UTF8 is the most basic unit of 8bits or 1Bytes encoding, of course, it can also be based on 16bits and 32bits, respectively, called UTF16 and UTF32, but the current use is not much, and UTF8 is widely used in file storage and network transmission.
Coding Principle
Look at this template first:
UCS-4 range (hex.) UTF-8 octet sequence (binary)
0000 0000-0000 007F 0xxxxxxx
0000 0080-0000 07FF 110xxxxx 10xxxxxx
0000 0800-0000 FFFF 1110xxxx 10xxxxxx 10xxxxxx
0001 0000-001f FFFF 11110xxx 10xxxxxx 10xxxxxx 10xxxxxx
0020 0000-03ff FFFF 111110xx 10xxxxxx 10xxxxxx 10xxxxxx 10xxxxxx
0400 0000-7fff FFFF 1111110x 10xxxxxx ... 10xxxxxx
Encoding steps:
1) First determine how many 8bits (octets) are required
2) Fill each octets's high bits with the above template
3) Fill the character bits into X, character order: Low → High, UTF8 order: Last octet lowest x→ first octet highest bit X
4) decoding the same principle.
Example:
UCS-4 UTF-8
Hex bin Bytes bin Hex Bytes
0000 000A 00001010 4 00001010 0A 1
0000 0099 10011001 4 11000010 10011001 C2 99 2
0000 8d99 10001101 10011001 4 11101000 10110110 10011001 E8 B6 99 3
I do not know that we understand no, in fact, do not understand it doesn't matter, anyway, do not have to calculate, the program can do it entirely.
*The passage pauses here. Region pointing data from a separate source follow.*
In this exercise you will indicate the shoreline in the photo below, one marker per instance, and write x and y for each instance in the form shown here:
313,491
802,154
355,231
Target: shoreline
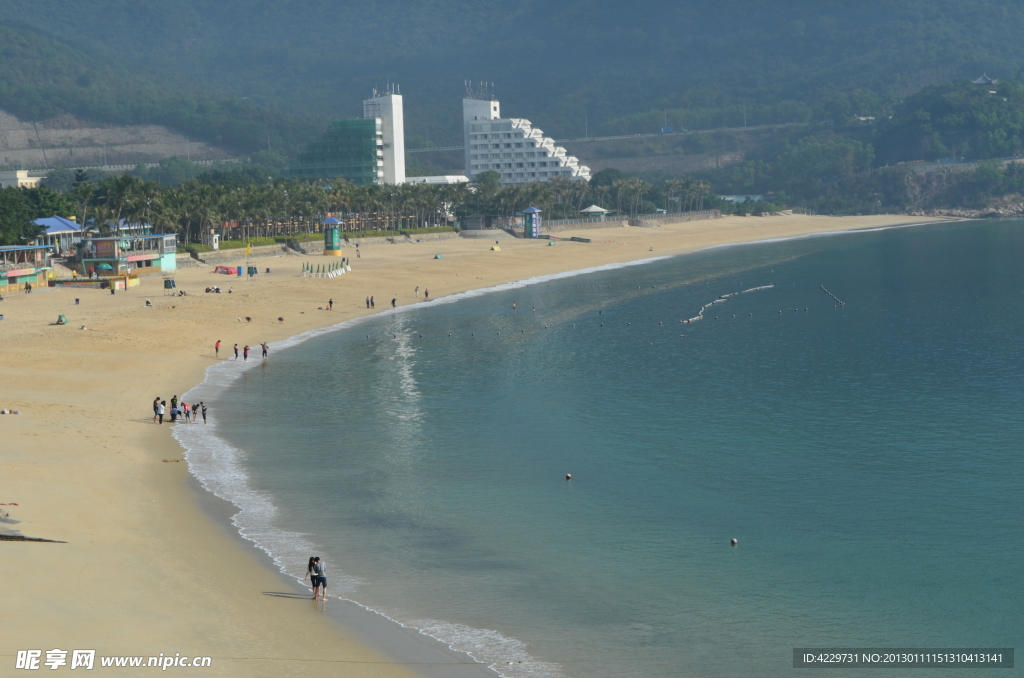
83,471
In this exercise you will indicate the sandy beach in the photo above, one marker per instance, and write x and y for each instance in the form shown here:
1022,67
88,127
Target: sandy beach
145,565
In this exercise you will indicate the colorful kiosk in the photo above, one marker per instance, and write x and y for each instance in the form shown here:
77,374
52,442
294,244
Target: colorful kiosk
128,254
332,238
23,267
531,222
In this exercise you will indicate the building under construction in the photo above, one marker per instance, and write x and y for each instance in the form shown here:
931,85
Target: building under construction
364,151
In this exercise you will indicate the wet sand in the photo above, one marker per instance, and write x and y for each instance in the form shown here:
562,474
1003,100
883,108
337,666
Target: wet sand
150,565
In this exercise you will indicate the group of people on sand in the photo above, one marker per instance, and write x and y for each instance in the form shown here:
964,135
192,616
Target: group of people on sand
178,411
264,347
316,574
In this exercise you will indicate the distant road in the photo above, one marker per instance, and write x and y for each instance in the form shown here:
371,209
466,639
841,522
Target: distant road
584,139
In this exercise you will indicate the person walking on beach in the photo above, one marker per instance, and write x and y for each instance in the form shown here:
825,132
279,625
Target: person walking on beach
311,577
321,571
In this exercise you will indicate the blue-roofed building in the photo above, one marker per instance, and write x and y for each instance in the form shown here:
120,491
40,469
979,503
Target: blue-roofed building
60,234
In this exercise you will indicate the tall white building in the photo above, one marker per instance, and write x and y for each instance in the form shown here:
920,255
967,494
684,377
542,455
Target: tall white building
388,109
512,146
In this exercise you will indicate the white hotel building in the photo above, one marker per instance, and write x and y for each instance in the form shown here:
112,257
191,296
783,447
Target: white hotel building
512,146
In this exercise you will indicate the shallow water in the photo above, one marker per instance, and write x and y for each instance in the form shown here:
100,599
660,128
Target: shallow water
866,457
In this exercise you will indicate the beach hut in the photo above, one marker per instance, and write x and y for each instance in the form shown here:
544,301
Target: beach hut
531,222
58,232
332,237
23,265
594,210
128,254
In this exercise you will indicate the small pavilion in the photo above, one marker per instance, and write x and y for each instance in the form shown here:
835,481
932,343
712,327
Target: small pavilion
58,232
22,265
594,210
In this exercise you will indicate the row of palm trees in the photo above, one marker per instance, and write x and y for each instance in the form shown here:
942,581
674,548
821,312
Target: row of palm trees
289,207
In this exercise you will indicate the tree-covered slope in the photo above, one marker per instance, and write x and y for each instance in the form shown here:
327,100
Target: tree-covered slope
604,61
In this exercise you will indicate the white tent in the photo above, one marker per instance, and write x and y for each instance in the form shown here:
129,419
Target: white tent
594,210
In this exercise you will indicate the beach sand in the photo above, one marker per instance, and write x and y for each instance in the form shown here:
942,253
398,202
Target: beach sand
144,567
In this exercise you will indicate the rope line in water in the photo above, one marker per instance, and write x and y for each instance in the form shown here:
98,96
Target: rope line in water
835,298
725,297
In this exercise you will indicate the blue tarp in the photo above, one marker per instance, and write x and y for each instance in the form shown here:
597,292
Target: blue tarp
57,224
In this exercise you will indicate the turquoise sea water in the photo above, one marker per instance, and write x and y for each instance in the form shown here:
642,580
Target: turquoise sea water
867,458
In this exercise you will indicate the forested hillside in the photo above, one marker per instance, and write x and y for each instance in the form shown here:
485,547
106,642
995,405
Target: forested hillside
226,69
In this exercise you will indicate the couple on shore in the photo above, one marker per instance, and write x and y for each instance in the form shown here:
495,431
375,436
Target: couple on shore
316,573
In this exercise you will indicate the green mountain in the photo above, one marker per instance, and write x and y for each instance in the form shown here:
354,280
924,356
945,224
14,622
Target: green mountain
236,70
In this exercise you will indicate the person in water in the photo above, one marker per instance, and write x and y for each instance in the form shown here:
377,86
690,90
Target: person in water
313,579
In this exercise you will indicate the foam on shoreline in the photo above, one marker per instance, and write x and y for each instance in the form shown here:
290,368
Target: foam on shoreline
219,469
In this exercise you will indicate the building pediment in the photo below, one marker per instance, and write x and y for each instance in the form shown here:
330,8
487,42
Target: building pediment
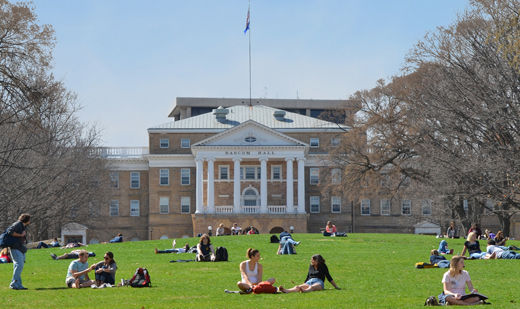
250,133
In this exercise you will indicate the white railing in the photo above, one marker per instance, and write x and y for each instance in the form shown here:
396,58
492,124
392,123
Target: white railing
250,209
277,209
122,152
223,209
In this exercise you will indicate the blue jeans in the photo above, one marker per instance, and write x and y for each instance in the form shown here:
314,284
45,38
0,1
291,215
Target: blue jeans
18,261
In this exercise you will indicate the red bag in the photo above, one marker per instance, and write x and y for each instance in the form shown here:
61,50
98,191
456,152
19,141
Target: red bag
264,287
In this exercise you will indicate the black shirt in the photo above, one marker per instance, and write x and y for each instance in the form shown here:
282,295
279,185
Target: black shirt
320,273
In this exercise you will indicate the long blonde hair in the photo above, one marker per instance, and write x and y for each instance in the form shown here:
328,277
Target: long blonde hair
453,265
The file files stored in the UTF8 format are identified as EF BB BF.
Efficiency
The conclusions derived from the above coding principles are:
1. Each English letter and number occupies a space of 1 Byte;
2. The pan-European language, Slavic alphabet accounted for 2 Bytes;
3. Chinese characters accounted for 3 Bytes.
Benefits of UTF8:
Data performance: The Web page can display any language and text, as long as your operating system support Unicode, and the corresponding font, Linux under the system code is UTF8, can solve a lot of unnecessary Chinese problems, such as MP3 player or GTK2.
Data exchange: No conversion between gb2312 and Big5 is required.
PHP in the famous "Smarty" problem, the problem can be very good to solve, this aspect of the future expansion to introduce:
Disadvantages of UTF8:
The use of Chinese sites is not much, not conducive to data exchange.
Chinese characters are three characters, sometimes varchar is not enough.
But overall it's more than the pros and cons, so keep using it. 4 Bytes (header)
This shows that the direct unicode/ucs of the original form of storage is a great waste, but also not conducive to the transmission of the Internet (Chinese is a bit more cost-effective ^_^).